竹内結子の死でふとざわついた心が、さらに直接的な死でぐるぐるとかき回され、落ち着かない心地が加速する。当然、この文書にも、家族葬で済ませたので弔問不用、といういつもの文言がついている。

その先輩に何か言うべきか言わざるべきか、それすらもよく分からない。そもそも顔を合わせないので、声をかけるならメールか社内チャットしかない。弔問不用と主張する出来事、しかも月初に起きたことをわざわざ月末近くになって公表するというややもすると奇妙なほどの慎重さに対し、自分からわざわざメッセージを投げかける勇気は僕にはない。やり場のない気持ちがぐるぐると渦巻く。だがどうしようもない。
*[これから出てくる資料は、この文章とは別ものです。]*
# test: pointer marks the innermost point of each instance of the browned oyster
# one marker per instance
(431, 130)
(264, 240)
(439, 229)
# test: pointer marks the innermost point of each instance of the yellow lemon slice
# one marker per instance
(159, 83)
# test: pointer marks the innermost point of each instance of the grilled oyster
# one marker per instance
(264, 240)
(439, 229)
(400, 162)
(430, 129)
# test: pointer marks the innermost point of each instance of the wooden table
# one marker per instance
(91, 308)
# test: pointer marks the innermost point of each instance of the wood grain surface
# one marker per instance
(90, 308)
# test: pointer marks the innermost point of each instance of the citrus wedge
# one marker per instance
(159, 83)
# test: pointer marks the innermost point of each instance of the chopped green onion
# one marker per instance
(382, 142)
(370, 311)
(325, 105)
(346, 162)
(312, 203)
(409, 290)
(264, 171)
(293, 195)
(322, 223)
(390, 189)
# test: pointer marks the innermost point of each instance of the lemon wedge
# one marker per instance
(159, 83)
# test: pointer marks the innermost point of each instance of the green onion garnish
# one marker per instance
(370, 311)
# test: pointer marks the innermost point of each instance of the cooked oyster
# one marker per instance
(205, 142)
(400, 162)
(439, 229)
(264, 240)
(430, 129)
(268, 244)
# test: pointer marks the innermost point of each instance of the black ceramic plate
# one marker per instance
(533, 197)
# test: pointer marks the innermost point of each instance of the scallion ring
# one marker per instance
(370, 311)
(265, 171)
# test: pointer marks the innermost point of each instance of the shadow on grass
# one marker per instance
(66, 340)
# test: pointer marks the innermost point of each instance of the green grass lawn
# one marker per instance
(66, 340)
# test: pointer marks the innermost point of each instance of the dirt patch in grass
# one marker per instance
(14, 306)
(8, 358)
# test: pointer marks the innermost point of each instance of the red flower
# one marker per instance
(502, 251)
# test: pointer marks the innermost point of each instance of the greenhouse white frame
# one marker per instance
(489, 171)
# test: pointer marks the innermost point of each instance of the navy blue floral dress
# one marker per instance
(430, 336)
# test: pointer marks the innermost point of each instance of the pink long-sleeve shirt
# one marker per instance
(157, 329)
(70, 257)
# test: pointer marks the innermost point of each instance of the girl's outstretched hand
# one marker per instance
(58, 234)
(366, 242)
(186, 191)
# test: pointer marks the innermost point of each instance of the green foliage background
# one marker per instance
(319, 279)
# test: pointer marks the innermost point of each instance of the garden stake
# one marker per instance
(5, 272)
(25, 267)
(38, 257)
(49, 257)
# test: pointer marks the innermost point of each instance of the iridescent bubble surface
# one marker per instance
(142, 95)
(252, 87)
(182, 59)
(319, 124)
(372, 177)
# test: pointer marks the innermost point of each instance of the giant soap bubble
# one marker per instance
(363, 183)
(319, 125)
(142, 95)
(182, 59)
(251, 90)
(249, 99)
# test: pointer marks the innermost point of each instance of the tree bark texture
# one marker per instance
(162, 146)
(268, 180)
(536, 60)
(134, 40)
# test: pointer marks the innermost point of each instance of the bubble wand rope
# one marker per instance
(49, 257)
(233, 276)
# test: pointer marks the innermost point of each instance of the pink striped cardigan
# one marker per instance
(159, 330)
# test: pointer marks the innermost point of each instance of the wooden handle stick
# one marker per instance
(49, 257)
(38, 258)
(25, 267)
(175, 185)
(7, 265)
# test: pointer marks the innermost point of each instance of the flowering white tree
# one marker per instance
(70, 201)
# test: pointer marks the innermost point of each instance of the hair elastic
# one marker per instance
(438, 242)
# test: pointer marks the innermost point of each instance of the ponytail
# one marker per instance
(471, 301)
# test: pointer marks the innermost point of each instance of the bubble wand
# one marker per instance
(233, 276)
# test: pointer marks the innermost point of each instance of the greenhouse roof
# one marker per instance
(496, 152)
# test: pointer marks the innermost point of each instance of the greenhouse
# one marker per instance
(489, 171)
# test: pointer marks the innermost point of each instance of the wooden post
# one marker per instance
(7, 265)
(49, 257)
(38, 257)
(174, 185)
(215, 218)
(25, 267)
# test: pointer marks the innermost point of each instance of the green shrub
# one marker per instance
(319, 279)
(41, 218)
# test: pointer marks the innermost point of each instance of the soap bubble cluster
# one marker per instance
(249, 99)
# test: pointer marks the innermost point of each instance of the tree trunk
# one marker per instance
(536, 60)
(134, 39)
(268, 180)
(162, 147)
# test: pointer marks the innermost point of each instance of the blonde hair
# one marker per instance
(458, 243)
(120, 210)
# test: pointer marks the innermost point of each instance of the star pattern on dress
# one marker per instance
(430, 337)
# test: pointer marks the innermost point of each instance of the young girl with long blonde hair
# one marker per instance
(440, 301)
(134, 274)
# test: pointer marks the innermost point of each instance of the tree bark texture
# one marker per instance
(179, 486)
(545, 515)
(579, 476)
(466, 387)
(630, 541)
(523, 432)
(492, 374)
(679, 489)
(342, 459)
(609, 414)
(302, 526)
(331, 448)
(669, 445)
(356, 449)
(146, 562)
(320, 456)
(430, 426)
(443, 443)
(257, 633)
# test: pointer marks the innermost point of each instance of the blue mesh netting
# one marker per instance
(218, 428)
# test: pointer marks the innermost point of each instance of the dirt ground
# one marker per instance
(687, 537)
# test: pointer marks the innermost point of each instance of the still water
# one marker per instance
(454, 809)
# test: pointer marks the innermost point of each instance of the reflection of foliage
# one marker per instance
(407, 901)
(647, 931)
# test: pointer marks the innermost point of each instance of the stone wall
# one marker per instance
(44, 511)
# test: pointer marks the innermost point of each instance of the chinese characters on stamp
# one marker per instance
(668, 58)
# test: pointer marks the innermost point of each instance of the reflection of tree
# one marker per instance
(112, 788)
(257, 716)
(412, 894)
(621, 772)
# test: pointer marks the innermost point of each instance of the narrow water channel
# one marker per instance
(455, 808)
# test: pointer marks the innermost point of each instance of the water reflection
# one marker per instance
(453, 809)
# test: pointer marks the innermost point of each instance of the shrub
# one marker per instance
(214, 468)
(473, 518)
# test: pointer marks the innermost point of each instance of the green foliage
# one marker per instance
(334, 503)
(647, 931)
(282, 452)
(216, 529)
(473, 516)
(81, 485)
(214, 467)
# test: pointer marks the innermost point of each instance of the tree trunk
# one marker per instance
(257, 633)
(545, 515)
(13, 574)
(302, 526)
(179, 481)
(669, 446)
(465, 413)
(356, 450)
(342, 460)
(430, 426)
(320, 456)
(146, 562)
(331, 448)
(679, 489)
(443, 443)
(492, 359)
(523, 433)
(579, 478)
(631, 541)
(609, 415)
システムを閉じ、機材の準備を済ませてロケに出る。明日の朝一からの撮影のため、今日は移動だけすれば良い。昼過ぎの飛行機移動で、夕方にはロケ先着。ホテルで一服したのち、外に出る。

ホテルの周りは歓楽街。既婚者だから、子がいるからというタガをなんだか外したくなり、それの店でそれなりの行為をする。明るい女性が後腐れなく、ただ純粋に肉体的な心地よさを追求してくれる時間。今夜のそれは、これまでこうしたお店で体験したものの中でベストのそれだった。

ここでの行為は、生命の営みをある種ダイレクトに感じるものだ。死でかき乱された心が、その行為との相反性により、不思議に補完されていったように思う。ぐしゃぐしゃになった心を、対価を払うだけという軽やかさが膨らませる。

生きることと死ぬことは割と接近している。不思議に感じ入る日だった。